Traveltime signature of 3-D edge diffractions exemplified by triple-square-root moveout

TL;DR

This paper introduces a new traveltime formula for 3-D edge diffractions, called the triple-square-root moveout, which helps identify and analyze edge diffractions in seismic data more effectively.

Contribution

It derives an exact traveltime formula for 3-D edge diffractions and demonstrates its application through comparison with standard moveouts and wave modeling.

Findings

The triple-square-root moveout accurately models edge diffractions.

Mixed source-receiver derivatives identify diffractions at arbitrary offsets.

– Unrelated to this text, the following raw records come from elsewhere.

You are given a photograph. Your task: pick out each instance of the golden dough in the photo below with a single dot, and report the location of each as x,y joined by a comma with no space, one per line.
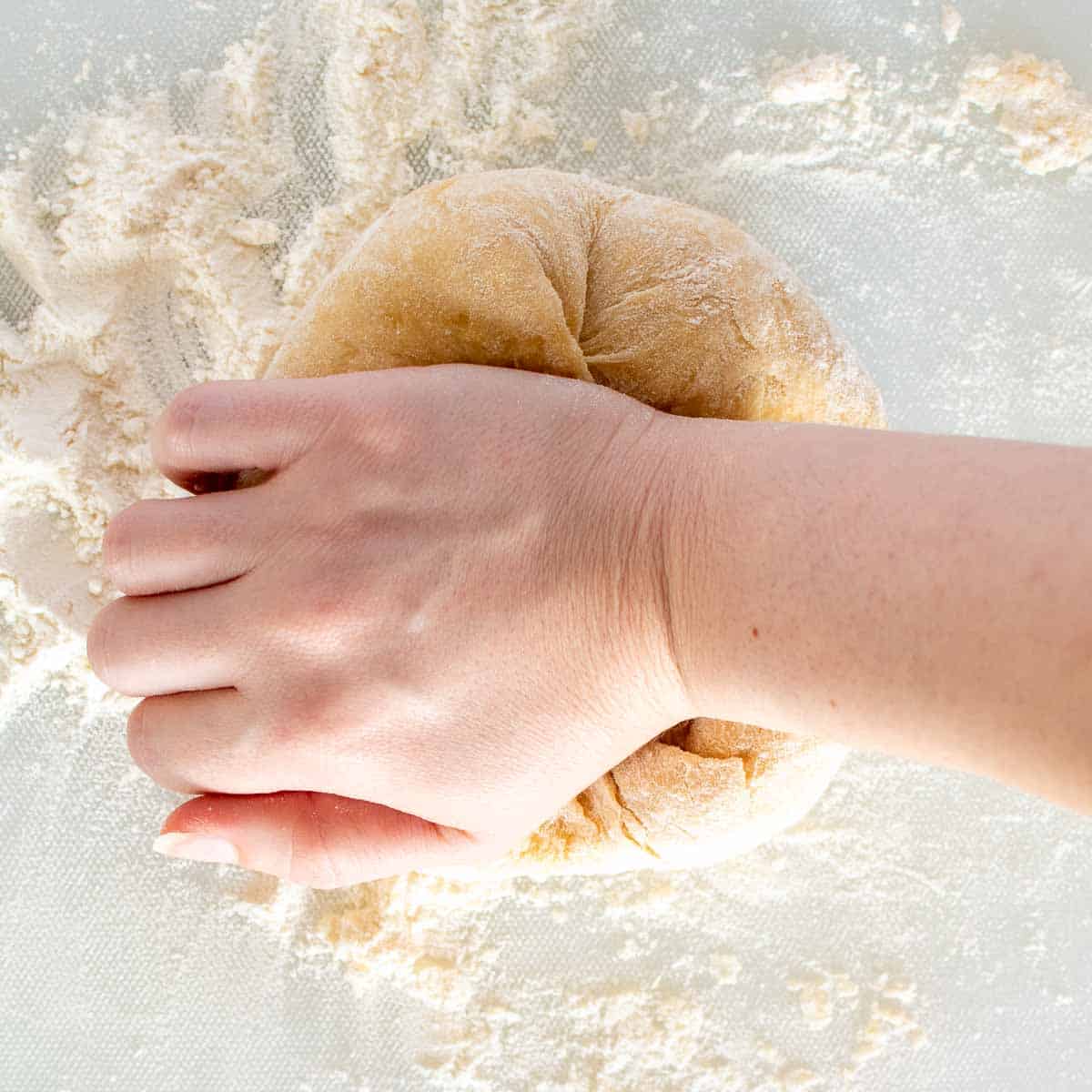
671,305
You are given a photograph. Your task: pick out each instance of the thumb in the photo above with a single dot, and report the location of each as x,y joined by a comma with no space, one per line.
320,840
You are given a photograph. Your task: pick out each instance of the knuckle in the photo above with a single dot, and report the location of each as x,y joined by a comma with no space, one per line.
119,546
102,644
177,429
136,740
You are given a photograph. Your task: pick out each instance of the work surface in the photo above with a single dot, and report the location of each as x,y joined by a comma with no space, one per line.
918,931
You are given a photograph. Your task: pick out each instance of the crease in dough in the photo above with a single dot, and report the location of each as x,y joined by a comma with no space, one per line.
671,305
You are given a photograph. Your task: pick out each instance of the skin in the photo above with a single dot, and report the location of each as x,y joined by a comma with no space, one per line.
463,593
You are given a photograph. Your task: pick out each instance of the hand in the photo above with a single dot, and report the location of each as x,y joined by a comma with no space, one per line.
440,618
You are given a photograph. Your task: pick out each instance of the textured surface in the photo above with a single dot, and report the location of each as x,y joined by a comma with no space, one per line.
966,287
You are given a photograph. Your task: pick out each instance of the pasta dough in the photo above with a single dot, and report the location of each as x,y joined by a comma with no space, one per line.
671,305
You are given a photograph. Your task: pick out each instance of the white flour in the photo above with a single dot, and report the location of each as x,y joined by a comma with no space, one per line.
170,240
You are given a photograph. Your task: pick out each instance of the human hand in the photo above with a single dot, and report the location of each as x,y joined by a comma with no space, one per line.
440,617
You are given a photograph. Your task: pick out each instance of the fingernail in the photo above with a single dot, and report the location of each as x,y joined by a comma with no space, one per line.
217,851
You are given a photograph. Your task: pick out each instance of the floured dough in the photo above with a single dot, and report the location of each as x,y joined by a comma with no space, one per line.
671,305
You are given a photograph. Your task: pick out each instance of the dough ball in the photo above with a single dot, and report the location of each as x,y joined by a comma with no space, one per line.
671,305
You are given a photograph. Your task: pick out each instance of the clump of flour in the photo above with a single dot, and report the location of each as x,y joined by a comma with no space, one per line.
1047,119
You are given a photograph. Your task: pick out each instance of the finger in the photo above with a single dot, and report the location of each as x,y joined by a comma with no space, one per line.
167,643
316,839
157,546
211,741
210,432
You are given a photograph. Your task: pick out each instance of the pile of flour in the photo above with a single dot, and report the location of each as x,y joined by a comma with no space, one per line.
170,239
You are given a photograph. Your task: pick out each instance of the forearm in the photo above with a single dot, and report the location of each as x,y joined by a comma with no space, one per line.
927,596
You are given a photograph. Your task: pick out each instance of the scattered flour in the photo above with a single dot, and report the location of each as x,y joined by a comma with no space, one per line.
951,23
1047,118
172,238
825,79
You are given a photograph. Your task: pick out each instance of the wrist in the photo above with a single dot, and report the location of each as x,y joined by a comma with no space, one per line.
711,566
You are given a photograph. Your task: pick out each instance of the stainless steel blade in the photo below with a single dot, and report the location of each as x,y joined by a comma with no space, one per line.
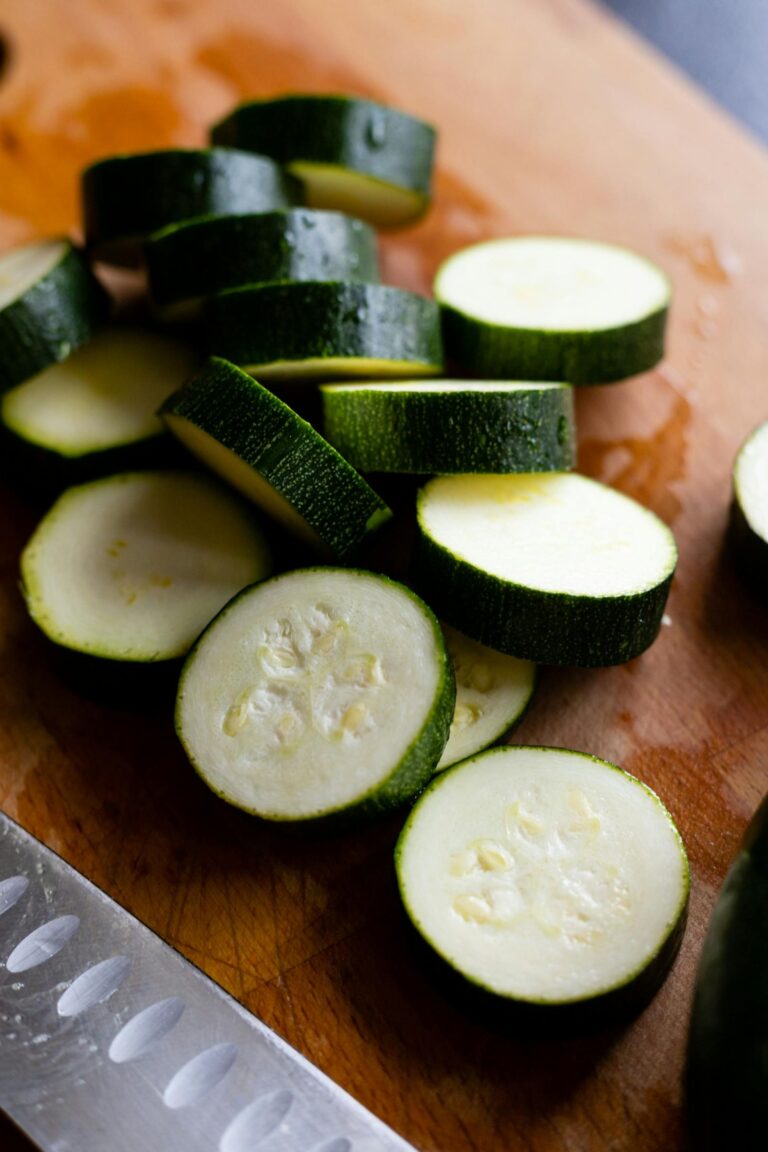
111,1041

The method enables sorting data into focused fragments on edges.

Abstract

Various underground anomalies, both natural and artificial, cause diffraction of high-frequency seismic and electromagnetic pulses emitted from the earth's surface. Backscattered, they are registered by seismic sensors and ground-penetrating radars. Most of these signals can be categorized as either point or edge diffraction. Despite the abundance of linear structures in geological formations and among buried anthropogenic objects, diffraction processing often relies on the idea of point diffraction. However, 3-D edge diffractions have unique properties that need to be exploited. We show that the mixed source-receiver traveltime derivatives, available from data, identify edge diffractions at arbitrary offsets. Additionally, they constitute a system of ordinary differential equations describing finite-offset focusing curves on the acquisition surface. Such curves enable sorting of the data into fragments that focus on specific points on the edge. To confirm and demonstrate these properties, we derive an exact traveltime formula for a straight diffractor in a homogeneous medium. We refer to it as the triple-square-root moveout in analogy to the double-square-root moveout of 2-D diffractions. Since it represents a potentially useful approximation, we compare it with standard moveouts and wave modeling.